In het ziekenhuis aangekomen, vroeg ik of ik zuster Cato van Kooporen te spreken kon krijgen. Dat ging niet, omdat zij zelf ook patiënt was, zo werd mij daar medegedeeld.
"Ik moet en ik zal die zuster spreken, het is zeer dringend", zei ik, terwijl ik met de vuist op de balie sloeg. "Gaat u maar even in de wachtkamer" zei men toen.
Na enige tijd kwam Cato eraan. Zij vroeg meteen: "Is er iets met vader?" "Neen, maar laat ons maar even naar een apart kamertje gaan, dan zal ik het je allemaal vertellen". Zo deden wij het en ik vertelde wat er in Dongen gebeurd was. Zodoende was Cato nu voorbereid voor het geval dat er iets zou gebeuren. Ik ben op woensdag 7 april 1943, vóór in de avond, met de trein uit Rotterdam thuisgekomen. Ik herinner mij nog goed, dat het zo kolossaal stormde. Hier, enkele huizen van ons vandaan, is op die dag de gevel van een huis ingewaaid.
Op donderdagmorgen, 8 april 1943, om plusminus 8 uur, werd er al aan de deur geklopt. Er stonden twee politieagenten aan de deur. Ik deed de deur open en ik zei: "Nou, jullie zijn er al heel vroeg bij". Nauwelijks waren zij binnengekomen, of ze zeiden: "Wij komen jou arresteren". "Waarvoor?" was mijn vraag. "Ja, jij hebt zeker joden in huis gehad", of dergelijke bewoordingen.
Mijn goede pak had ik nog van de vorige dag klaarliggen, en dat heb ik toen aangedaan.
Ik moest mee, om verhoord te worden in Breda, bij de Sicherheitsdienst. "Dat is goed", zeg ik, maar ik meende heel iets anders.
Dus ik tussen die twee politiemannen in naar het station van Capelle-Nieuwevaart; te voet.
Sip Vos en Huisman, die op dat moment bij de bushalte stonden waren getuige van dat tafereel. Huisman zei: "Kijk maar goed naar Van Alphen, want die zie je nooit meer terug".
Ze moesten mij met de trein naar Breda brengen. Over Raamsdonksveer kon de trein blijkbaar niet rijden en daarom reisden wij met z’n drieën over 's Hertogenbosch en Tilburg naar Breda. Een aardig reisje dus!

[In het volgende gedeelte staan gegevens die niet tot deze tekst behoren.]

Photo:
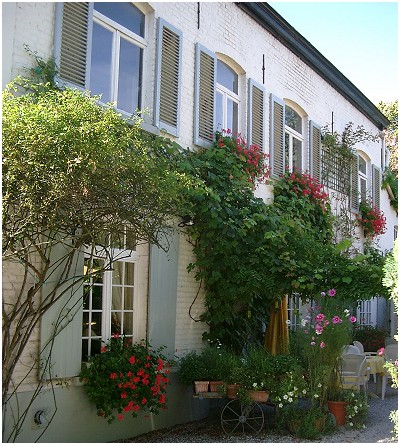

In Breda werd ik het gebouw binnengebracht van de Militaire Academie. Daar heb ik eerst een tijd zitten wachten en toen werd ik geroepen voor een verhoor. De twee politieagenten waren inmiddels vertrokken. Ik kwam in een kamer, en daar zaten twee mannen achter een bureau. De ene was een Duitser en de andere was een Nederlander, die als tolk fungeerde. Te merken aan het gesprek, was deze Nederlander geheel aan de Duitse kant. Bogers was zijn naam. De Duitser wilde graag van mij het hele verhaal van voor tot achter horen, maar dat was ik niet van plan. Ik heb daar zitten liegen dat ik barstte! Het verhaal, dat ik vertelde, zat zo mooi in elkaar, en dat deed ik, om anderen niet in gevaar te brengen. Had ik de zuivere waarheid gesproken, dan had ik andere mensen in moeilijkheden gebracht. Ik dacht bij mezelf: "Ik ben er toch aan, laat het nou maar één persoon het opknappen; de rest blijft er buiten". Vandaar dat ik leugens tegen die snurker heb verteld.
Maar de heren aan de andere kant van het bureau waren ook niet van gisteren, want verschillende keren hebben ze mij dezelfde vragen gesteld, om tezien, of ik daar geen ander antwoord op zou geven. Soms probeerde ik tijd te rekken om na te kunnen denken, en dan deed ik net, of ik de vraag niet goed verstaan had, en of ze het nog eens wilden zeggen. Het verhoor duurde zowat een uur of drie - vier. Al hadden ze mij op dat moment doodgeschoten, ik zou geen ander verhaal verteld hebben; ik week er niet van af. Toen mijn verklaring op papier stond, moest ik deze tekenen. Ik heb wel vijf of zes keer mijn handtekening moeten zetten. Meteen daarna kreeg lk de handboeien aan en werd ik overgebracht naar het huis van bewaring in Breda. Men had mij blijkbaar toch schuldig bevonden!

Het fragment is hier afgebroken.